In the Brief in Support the respondent makes a general statement that it appears "the ALJ misapplied the positional risk doctrine to the facts of this case." Respondent's Brief at 12. We do not read the ALJ's Order as applying the positional risk doctrine to the facts of this case.
The positional risk analysis applies when the cause of an event is neither personal to the claimant nor distinctly associated with employment. In re Question Submitted by U.S. Court of Appeals, 759 P.2d 17 (Colo. 1988) (injury arises out of employment if it would not have occurred but for the fact that the conditions and obligations of employment placed claimant in position where she was injured; compensation supported in cases of stray bullets, roving lunatics). Under such circumstances, the only connection between the claimant's injury and the claimant's employment is that the obligations of work placed the employee in a particular place at a particular time when the claimant was injured by a neutral force. Id. When a force truly is neutral, it follows that the injury would have occurred to anyone else present at the same time and place.
Here, the ALJ found a direct employment cause for the claimant's injury. The ALJ found, with record support, that the claimant's injury was caused because of a misstep or loss of balance when she attempted to exit an employment meeting and return to her office.

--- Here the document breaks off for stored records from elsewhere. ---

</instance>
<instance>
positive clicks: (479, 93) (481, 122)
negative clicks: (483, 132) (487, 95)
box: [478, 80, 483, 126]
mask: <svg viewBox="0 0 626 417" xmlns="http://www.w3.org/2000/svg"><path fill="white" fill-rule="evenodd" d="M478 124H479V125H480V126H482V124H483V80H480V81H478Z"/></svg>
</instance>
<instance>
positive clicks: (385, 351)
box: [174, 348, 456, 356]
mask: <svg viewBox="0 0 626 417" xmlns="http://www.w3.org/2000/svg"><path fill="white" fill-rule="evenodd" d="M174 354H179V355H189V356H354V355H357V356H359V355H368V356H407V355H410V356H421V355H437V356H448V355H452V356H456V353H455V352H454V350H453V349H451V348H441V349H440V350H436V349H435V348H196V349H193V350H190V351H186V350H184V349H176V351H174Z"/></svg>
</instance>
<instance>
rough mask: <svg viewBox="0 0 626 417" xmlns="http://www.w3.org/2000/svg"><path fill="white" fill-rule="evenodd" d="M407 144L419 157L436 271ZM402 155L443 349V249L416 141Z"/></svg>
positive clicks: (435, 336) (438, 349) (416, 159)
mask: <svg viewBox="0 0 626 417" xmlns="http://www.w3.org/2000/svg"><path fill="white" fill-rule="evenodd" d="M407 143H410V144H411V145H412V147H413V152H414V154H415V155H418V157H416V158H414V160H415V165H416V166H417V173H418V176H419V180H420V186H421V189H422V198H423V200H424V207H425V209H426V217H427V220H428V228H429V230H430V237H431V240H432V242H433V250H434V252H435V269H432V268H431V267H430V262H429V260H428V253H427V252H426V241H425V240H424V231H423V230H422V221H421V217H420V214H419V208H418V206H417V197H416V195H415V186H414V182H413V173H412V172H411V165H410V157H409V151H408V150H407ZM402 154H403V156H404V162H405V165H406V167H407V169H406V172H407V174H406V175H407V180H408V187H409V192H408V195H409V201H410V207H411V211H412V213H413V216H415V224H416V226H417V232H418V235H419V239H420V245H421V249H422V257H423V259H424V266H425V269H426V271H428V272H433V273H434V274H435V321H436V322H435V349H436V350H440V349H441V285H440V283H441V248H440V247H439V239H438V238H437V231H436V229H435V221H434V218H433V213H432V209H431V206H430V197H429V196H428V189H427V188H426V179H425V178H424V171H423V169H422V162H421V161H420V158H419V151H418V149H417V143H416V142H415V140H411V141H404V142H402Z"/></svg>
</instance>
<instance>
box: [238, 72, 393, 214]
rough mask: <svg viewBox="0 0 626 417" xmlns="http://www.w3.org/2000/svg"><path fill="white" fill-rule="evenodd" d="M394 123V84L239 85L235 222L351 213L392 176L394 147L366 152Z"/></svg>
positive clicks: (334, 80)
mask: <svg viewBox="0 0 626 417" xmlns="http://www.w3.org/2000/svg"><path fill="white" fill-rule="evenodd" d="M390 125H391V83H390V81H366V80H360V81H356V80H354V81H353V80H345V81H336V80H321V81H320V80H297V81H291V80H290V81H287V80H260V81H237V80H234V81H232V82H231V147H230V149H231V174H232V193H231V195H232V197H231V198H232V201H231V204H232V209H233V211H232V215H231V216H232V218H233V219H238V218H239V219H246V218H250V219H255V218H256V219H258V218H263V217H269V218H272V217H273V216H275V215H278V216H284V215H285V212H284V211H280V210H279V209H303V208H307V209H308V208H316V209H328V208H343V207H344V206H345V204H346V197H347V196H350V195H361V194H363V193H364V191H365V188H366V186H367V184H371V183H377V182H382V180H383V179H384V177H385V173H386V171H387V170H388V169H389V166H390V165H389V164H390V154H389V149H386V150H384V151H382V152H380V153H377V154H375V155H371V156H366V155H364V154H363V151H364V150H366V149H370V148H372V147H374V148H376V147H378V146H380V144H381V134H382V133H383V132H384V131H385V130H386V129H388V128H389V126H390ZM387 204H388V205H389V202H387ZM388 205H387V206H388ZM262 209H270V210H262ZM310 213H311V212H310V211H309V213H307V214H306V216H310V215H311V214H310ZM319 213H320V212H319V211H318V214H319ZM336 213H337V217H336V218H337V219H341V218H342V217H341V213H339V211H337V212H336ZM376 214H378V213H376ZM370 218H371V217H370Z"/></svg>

Contrary to respondent's contention, the ALJ did not find that the claimant was injured as the result of a neutral force or apply the positional risk doctrine to the facts of this case.
Alternatively, the respondent suggests that the claimant's fall was attributable to her pre-exiting morbidity or arthritis and, therefore, the claimant was required to prove that her injury resulted from a special hazard of employment. However, the ALJ was not persuaded by this argument and found that the fall was not caused by any pre-existing condition or weakness. As detailed above, there is record support for ALJ's findings that the claimant's fall was due to a misstep or loss of balance as she was exiting the premises to return to the office. Consequently, the special hazard rule has no application to the present case. See H H Warehouse v. Vicory, 805 P.2d 1167 (Colo. App. 1990) (proof of a "special hazard" is not required where the injury is precipitated by the employment and not the pre-existing condition).
IT IS THEREFORE ORDERED that the ALJ's order issued April 27, 2011, is affirmed.
INDUSTRIAL CLAIM APPEALS PANEL
______________________________ Brandee DeFalco-Galvin
______________________________ Kris Sanko BARBARA LEMAY, 2534 CACTUS DRIVE, COLORADO SPRINGS, CO, (Claimant).
COLORADO SPRINGS SCHOOL DISTRICT #11, Attn: HANK HAHNE, COLORADO SPRINGS, CO, (Employer).
SCHIFF SCHIFF, P.C., Attn: SCOTT H. SCHIFF, ESQ., PUEBLO, CO, (For Claimant).
CLIFTON, MUELLER BOVARNICK, P.C., Attn: RICHARD A. BOVARNICK, ESQ., DENVER, CO, (For Respondents).